Una corsa contro il tempo, un volo militare trasformato in corridoio di salvataggio. Una neonata, che rischiava di morire, è stata trasferita d’urgenza da Cagliari a Roma giovedì 28 maggio. Ad attenderla sulla pista dell'aeroporto c’era un'ambulanza con i medici del Bambino Gesù. Un viaggio di poche ore che, per lei, ha significato una possibilità concreta.

La richiesta è partita dalla Prefettura di Cagliari, quando le condizioni della piccola — ricoverata all’Azienda Ospedaliera Universitaria del capoluogo sardo — hanno reso necessario un trasferimento immediato. Le sue condizioni di salute erano critiche e doveva essere curata in una struttura specializzata, come appunto è il Bambino Gesù. Da lì l’attivazione della Sala Situazioni di Vertice dell’Aeronautica Militare, che ha coinvolto il 31° Stormo di Ciampino, un reparto sempre in prontezza per missioni di questo tipo.

Il Gulfstream G650 è decollato nel primo pomeriggio. A bordo, insieme alla neonata, c’erano sua madre e un’équipe medica specializzata. Ad autorizzare il volo è stata la Presidenza del Consiglio, come previsto per i trasporti sanitari urgenti, effettuati con velivoli di Stato. Poco dopo le 16 l’aereo è atterrato a Ciampino, dove un’ambulanza ha preso in carico la piccola per l’ultimo tratto verso l’ospedale pediatrico romano.
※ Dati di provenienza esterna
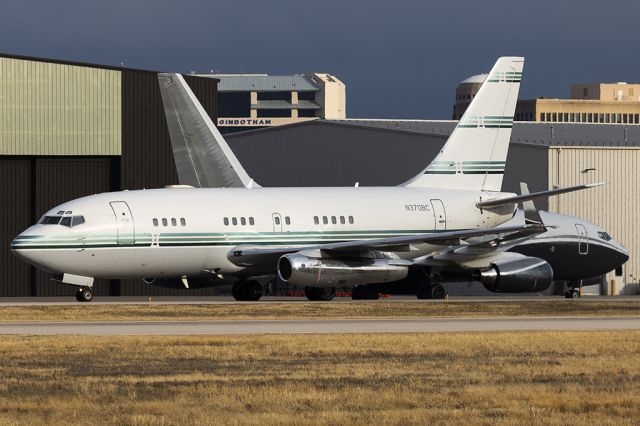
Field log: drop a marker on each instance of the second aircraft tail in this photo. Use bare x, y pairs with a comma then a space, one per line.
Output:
475, 155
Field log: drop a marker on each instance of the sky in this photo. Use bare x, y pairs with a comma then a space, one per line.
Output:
398, 59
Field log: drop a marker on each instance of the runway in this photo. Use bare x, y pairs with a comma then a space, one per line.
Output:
431, 325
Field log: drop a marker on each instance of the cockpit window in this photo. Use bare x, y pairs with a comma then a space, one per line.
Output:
69, 221
50, 220
604, 235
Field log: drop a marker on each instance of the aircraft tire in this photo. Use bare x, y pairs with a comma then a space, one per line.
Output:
84, 294
320, 294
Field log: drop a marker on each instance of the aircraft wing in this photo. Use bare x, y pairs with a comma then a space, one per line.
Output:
486, 239
203, 158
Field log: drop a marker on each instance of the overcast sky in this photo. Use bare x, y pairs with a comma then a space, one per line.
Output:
399, 59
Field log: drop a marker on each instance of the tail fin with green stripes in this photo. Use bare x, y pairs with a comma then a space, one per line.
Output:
475, 155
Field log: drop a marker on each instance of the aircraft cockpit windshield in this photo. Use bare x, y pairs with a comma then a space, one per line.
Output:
62, 218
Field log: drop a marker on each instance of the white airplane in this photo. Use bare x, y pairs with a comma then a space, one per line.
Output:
320, 238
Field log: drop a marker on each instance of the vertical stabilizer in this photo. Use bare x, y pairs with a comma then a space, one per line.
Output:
475, 155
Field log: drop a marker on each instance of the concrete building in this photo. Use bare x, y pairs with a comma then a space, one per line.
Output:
608, 103
250, 101
70, 129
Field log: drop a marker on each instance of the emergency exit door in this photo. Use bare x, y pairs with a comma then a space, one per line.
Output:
124, 222
439, 215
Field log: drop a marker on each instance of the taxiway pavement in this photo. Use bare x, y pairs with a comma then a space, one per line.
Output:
426, 325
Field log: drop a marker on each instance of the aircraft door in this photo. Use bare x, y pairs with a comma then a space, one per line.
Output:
583, 239
124, 221
439, 215
277, 222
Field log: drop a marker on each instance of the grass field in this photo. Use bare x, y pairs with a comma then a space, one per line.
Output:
483, 378
300, 310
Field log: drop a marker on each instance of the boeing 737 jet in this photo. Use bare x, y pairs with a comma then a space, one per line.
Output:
442, 220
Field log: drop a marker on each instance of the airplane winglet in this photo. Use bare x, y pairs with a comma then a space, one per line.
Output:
525, 197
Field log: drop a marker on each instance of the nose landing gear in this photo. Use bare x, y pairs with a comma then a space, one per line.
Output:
84, 294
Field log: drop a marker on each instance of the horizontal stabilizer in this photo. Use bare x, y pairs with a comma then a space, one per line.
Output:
526, 197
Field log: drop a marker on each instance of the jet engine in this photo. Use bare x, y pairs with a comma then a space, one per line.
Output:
298, 269
519, 274
195, 282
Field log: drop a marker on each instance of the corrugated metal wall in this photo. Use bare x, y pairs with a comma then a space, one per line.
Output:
55, 109
15, 195
321, 153
614, 206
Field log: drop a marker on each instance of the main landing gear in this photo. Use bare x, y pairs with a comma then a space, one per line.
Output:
320, 293
247, 291
574, 291
431, 291
84, 294
365, 292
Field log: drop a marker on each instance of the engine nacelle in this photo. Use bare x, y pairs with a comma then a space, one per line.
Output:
301, 270
517, 275
196, 282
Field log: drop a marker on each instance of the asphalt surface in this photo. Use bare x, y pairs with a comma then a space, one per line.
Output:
215, 300
430, 325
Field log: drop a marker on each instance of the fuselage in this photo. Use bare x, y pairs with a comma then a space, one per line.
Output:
189, 232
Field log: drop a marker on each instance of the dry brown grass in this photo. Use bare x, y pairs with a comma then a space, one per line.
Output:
463, 378
300, 310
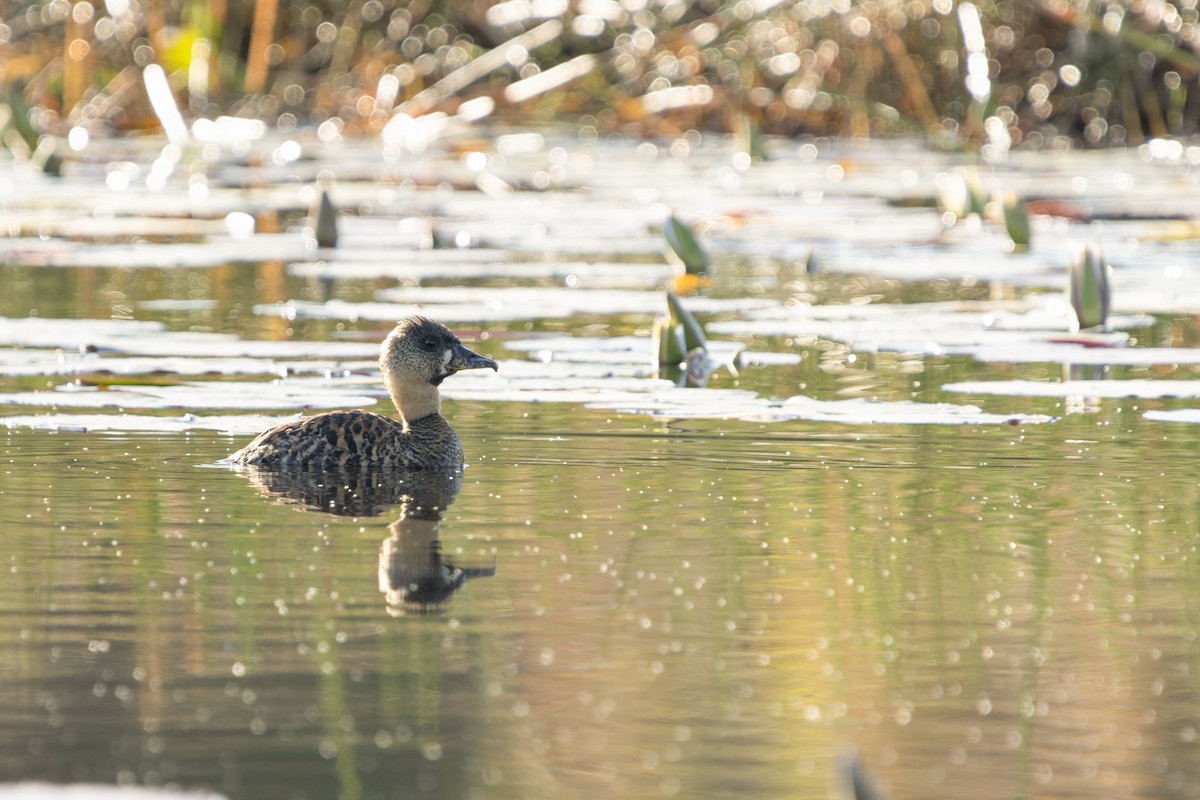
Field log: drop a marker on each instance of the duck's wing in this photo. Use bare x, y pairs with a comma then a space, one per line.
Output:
334, 440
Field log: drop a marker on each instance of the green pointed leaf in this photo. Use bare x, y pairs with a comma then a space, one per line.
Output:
667, 340
693, 334
1089, 288
684, 245
1017, 220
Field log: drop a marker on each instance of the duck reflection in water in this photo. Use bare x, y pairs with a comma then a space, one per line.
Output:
358, 463
414, 577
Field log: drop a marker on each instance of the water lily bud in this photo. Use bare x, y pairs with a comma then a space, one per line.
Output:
323, 220
667, 338
684, 246
1089, 287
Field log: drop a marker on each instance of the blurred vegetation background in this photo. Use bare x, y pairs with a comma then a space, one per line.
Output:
1018, 73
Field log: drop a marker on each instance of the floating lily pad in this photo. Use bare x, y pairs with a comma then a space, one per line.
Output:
693, 403
149, 338
233, 425
1191, 415
1108, 389
226, 395
58, 362
984, 330
467, 265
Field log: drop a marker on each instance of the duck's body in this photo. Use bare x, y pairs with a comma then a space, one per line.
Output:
417, 356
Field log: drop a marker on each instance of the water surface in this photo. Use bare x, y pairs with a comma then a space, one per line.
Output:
707, 612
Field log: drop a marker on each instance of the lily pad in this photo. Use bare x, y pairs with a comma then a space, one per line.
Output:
1191, 415
233, 425
225, 395
466, 266
1099, 389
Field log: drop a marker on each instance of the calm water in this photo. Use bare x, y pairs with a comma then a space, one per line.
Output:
604, 605
712, 612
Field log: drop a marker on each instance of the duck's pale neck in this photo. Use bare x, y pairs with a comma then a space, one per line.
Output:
413, 398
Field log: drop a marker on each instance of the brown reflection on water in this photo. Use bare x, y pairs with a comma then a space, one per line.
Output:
978, 613
413, 575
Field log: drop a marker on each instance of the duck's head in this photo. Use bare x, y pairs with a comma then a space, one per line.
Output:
423, 350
Per l’Aeronautica Militare l'operazione di soccorso di oggi non è un’eccezione, ma una parte silenziosa del proprio lavoro: garantire, 24 ore su 24, trasferimenti urgenti di pazienti, organi, equipe mediche. Centinaia di ore di volo ogni anno, con i reparti di Ciampino, Pratica di Mare, Pisa e Cervia impegnati in missioni che spesso restano fuori dai riflettori, ma che per chi le vive fanno la differenza tra la vita e la morte. Questa volta, al centro, c’era una neonata che aveva bisogno di arrivare a Roma il prima possibile.